- Born: Anita Ukah August 14, 1995 (age 31)
- Education: Igbinedion University, Okada
- Height: 1.88 m (6 ft 2 in)
- Beauty pageant titleholder
- Title: Most Beautiful Girl in Nigeria 2018
- Hair color: Black
- Eye color: Black
- Major competition(s): Most Beautiful Girl in Nigeria 2018 (Winner) Miss World 2018 (Top 30)

= Anita Ukah =

Nigerian model

Anita Ukah (born 14 August 1995) is a Nigerian model, entrepreneur and beauty pageant titleholder who was crowned as the winner of the 2018 edition of the Most Beautiful Girl in Nigeria pageant.

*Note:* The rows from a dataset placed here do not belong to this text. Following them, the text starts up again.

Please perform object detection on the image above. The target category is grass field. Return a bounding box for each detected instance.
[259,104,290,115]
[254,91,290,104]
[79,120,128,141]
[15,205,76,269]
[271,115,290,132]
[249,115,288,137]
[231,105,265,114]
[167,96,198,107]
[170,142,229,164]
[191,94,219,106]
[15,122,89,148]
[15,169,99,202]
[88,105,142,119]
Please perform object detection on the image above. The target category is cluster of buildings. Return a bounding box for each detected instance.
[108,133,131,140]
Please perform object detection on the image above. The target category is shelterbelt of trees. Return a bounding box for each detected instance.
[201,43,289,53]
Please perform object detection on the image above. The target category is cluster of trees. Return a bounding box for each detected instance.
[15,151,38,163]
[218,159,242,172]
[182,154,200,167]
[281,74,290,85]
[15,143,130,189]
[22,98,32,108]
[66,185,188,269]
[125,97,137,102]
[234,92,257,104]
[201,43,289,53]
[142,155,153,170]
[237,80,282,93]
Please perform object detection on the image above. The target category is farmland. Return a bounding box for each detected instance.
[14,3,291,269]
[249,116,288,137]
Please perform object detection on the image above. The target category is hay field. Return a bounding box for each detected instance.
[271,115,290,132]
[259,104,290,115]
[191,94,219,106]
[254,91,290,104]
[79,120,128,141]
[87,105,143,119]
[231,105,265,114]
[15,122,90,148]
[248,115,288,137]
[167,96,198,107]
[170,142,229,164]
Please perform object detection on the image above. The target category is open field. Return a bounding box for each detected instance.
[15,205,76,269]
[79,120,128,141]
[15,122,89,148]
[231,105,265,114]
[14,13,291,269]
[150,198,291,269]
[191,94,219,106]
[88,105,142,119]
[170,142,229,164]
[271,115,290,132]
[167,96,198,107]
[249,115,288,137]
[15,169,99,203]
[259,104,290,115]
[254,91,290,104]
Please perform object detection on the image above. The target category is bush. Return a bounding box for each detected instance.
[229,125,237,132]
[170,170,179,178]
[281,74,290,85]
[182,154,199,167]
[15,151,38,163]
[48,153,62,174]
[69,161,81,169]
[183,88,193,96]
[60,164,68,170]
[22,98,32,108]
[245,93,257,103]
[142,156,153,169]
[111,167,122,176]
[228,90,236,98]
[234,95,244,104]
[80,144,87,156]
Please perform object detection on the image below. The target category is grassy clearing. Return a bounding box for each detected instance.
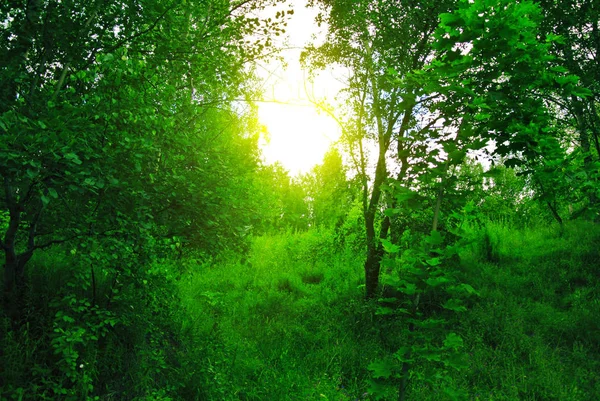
[181,223,600,400]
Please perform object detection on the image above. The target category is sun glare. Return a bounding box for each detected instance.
[259,103,339,175]
[258,1,341,175]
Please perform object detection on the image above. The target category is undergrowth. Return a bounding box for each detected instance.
[0,222,600,401]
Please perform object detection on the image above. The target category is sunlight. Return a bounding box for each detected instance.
[259,99,339,175]
[258,1,341,175]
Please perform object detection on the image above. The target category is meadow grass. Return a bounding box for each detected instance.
[180,222,600,401]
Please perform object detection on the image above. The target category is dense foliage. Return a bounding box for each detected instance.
[0,0,600,400]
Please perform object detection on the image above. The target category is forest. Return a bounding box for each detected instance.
[0,0,600,401]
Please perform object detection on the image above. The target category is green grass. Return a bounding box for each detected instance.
[181,223,600,401]
[0,222,600,401]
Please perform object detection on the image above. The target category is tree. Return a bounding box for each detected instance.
[303,0,453,298]
[0,0,285,319]
[302,148,352,228]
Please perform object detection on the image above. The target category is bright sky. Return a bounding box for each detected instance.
[258,0,341,175]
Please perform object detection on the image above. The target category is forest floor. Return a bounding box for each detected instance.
[180,224,600,401]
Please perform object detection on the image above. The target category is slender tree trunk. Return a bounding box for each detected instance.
[365,140,388,299]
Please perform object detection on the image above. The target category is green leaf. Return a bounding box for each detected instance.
[367,360,393,379]
[425,230,444,246]
[425,277,450,287]
[425,258,442,266]
[442,298,467,312]
[381,238,400,253]
[571,86,593,97]
[375,306,394,316]
[444,333,464,349]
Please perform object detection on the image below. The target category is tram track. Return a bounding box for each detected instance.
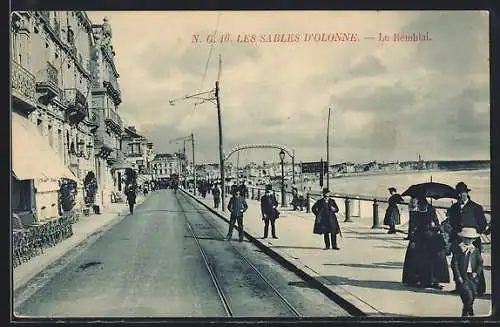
[175,194,302,317]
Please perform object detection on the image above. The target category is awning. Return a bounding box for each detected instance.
[12,112,78,181]
[137,175,150,184]
[111,159,133,169]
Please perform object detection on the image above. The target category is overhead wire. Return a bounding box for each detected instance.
[187,12,220,132]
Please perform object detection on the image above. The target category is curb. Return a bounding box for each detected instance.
[12,198,145,294]
[179,188,370,317]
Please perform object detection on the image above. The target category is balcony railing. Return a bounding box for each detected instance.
[64,88,88,124]
[40,11,50,23]
[36,62,61,104]
[104,108,123,134]
[11,61,37,112]
[103,73,122,105]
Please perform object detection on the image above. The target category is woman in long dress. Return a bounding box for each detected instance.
[403,198,450,289]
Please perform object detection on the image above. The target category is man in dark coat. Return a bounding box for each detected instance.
[227,191,248,242]
[311,188,341,250]
[125,183,137,214]
[260,185,279,238]
[212,183,221,209]
[384,187,404,234]
[446,182,488,295]
[238,181,248,199]
[451,227,483,316]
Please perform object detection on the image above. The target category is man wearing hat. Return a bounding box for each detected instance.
[311,188,341,250]
[446,182,488,295]
[451,227,484,316]
[384,187,404,234]
[260,184,279,238]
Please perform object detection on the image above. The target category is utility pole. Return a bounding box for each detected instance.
[215,79,226,211]
[191,133,196,195]
[326,108,332,189]
[236,151,240,185]
[182,140,187,188]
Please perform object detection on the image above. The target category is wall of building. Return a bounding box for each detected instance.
[11,11,95,220]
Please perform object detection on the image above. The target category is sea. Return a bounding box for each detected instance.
[298,169,491,209]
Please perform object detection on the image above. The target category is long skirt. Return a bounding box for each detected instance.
[403,243,420,286]
[384,206,401,226]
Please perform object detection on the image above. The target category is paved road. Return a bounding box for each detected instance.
[15,190,348,317]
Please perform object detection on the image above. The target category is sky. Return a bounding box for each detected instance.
[88,11,490,167]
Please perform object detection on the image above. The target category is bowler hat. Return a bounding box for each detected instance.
[455,182,470,193]
[458,227,481,238]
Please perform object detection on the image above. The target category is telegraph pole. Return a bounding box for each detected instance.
[215,80,226,211]
[191,133,196,195]
[326,108,332,189]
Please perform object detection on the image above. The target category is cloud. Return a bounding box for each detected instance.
[348,56,387,77]
[85,11,490,162]
[401,11,489,76]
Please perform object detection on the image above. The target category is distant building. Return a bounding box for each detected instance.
[151,153,182,179]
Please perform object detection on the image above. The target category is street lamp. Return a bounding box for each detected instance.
[280,149,286,207]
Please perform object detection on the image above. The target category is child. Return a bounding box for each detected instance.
[451,227,483,317]
[227,189,248,242]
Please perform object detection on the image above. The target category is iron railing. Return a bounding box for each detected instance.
[242,186,491,242]
[104,107,123,131]
[11,61,36,102]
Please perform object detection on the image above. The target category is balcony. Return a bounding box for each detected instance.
[11,61,37,114]
[39,11,50,25]
[125,152,144,158]
[103,73,122,105]
[36,62,61,105]
[64,88,89,125]
[94,132,115,158]
[104,108,123,135]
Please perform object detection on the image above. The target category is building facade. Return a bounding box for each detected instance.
[89,18,124,206]
[151,153,181,179]
[11,11,96,220]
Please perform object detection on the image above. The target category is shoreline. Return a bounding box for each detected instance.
[330,168,491,179]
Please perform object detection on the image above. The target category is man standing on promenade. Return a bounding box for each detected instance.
[260,185,279,238]
[311,188,341,250]
[227,190,248,242]
[212,183,220,209]
[384,187,404,234]
[446,182,488,295]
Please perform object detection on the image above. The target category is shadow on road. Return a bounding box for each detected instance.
[270,245,323,250]
[322,276,457,296]
[288,280,315,289]
[184,235,226,242]
[323,262,403,269]
[373,245,407,249]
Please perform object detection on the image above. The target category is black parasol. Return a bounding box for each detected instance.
[401,182,457,200]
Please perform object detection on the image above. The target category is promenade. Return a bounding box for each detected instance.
[12,195,144,291]
[188,194,491,317]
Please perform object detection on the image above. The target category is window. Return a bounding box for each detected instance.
[47,125,54,148]
[36,119,43,135]
[57,129,64,158]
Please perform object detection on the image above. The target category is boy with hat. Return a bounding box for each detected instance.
[451,227,483,317]
[311,188,341,250]
[446,182,488,295]
[260,185,279,238]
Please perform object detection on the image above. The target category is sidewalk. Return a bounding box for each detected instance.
[186,195,491,317]
[12,195,144,291]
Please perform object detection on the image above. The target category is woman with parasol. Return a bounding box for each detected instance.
[402,183,453,289]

She represented Nigeria at the 2018 Miss World pageant held on 8 December 2018 at the Sanya City Arena in Sanya, China, where she came in Top 30 at the Miss World competition. She was also a finalist in the Big Brother Naija Season 9 "No Loose Guard" Reality Show

== Early life ==

Ukah hails from Imo state and is from a family of seven. She is a medical laboratory scientist who attended Igbinedion University, Okada, graduating in 2016. She earned a master's degree in public health from University of Chester.

== Pageantry ==
Anita's first pageantry was in her university where she won Miss Igbinedion University Okada (IUO) contest in 2014. In 2018, Ukah represented Imo state at the Most Beautiful Girl in Nigeria 2018. At the grand finale which held at the Okara Cultural Centre in Yenagoa, Bayelsa, she was crowned as the Most Beautiful Girl in Nigeria.

== Other ventures ==
Ukah who is known for her promotion of locally made goods in 2019, launched her own fashion accessories brand called The Uzo Brand. The company produces leather made goods from locally sourced materials. The brand mainly focuses on bags. Under the brand, she released her own bag collection.